If I input a URL of the form <scheme>:<integer>
then neither function splits off the scheme correctly depending on the scheme being used. If I alter <integer>
by adding a non-digit character this works as expected. (I'm on python 3.8.8)
>>> from urllib.parse import urlparse
>>> urlparse("custom:12345") # does not work
ParseResult(scheme='', netloc='', path='custom:12345', params='', query='', fragment='')
>>> urlparse("zip:12345") # does not work
ParseResult(scheme='', netloc='', path='zip:12345', params='', query='', fragment='')
urlparse("custom:12345d") # this works as expected
ParseResult(scheme='custom', netloc='', path='12345d', params='', query='', fragment='')
>>> urlparse("custom:12345.") # so does this
ParseResult(scheme='custom', netloc='', path='12345.', params='', query='', fragment='')
>>> urlparse("http:12345") # for some reason this works (!?)
ParseResult(scheme='http', netloc='', path='12345', params='', query='', fragment='')
>>> urlparse("https:12345") # yet this does not
ParseResult(scheme='', netloc='', path='https:12345', params='', query='', fragment='')
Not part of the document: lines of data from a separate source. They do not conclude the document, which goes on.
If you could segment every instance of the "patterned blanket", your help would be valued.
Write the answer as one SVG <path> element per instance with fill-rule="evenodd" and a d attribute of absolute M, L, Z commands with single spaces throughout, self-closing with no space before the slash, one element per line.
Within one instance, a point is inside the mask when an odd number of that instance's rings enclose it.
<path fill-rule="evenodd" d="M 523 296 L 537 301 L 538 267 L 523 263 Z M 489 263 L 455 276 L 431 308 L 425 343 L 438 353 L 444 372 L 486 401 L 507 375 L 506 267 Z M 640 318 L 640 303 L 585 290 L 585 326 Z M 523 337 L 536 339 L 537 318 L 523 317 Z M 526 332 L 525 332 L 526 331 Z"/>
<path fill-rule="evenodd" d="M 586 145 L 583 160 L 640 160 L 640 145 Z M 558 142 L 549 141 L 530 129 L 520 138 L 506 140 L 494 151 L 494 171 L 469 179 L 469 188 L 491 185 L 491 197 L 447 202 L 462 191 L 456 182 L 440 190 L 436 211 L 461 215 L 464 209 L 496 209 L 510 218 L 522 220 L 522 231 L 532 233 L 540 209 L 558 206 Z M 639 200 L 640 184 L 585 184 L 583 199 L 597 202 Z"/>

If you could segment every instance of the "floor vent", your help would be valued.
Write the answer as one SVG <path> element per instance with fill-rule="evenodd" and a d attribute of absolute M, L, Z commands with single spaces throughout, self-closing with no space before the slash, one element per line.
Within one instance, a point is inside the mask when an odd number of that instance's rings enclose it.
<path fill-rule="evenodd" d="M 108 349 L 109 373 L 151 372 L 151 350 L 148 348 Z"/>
>>> urlparse("ftp:12345") # no luck here neither
ParseResult(scheme='', netloc='', path='ftp:12345', params='', query='', fragment='')
According to Wikipedia, a URI requires a scheme. Empty schemes schould correspond to URI references, which should only treat <scheme>:<number>
as a schema-less (relative) path containing a colon if it is preceded by ./
.
So why does this break in the way demonstrated above? What I would have expected is that all the cases above split the URI/URL into a <scheme>:<number>
where <number>
is the path.
You're seeing different results if there are non-numerical characters in the path because of this section:
# make sure "url" is not actually a port number (in which case
# "scheme" is really part of the path)
rest = url[i+1:]
if not rest or any(c not in '0123456789' for c in rest):
# not a port number
scheme, url = url[:i].lower(), rest
In Python 3.8, if the input has the form "<stuff>:<numbers>"
, the numbers
are assumed to be a port, in which case the stuff
isn't treated as a scheme and it all ends up in the path.
This was reported as a bug and (after quite a lot of back and forth!) fixed in Python 3.9; the above was rewritten to simply:
scheme, url = url[:i].lower(), url[i+1:]
(and some special casing for url[:i] == 'http'
was removed).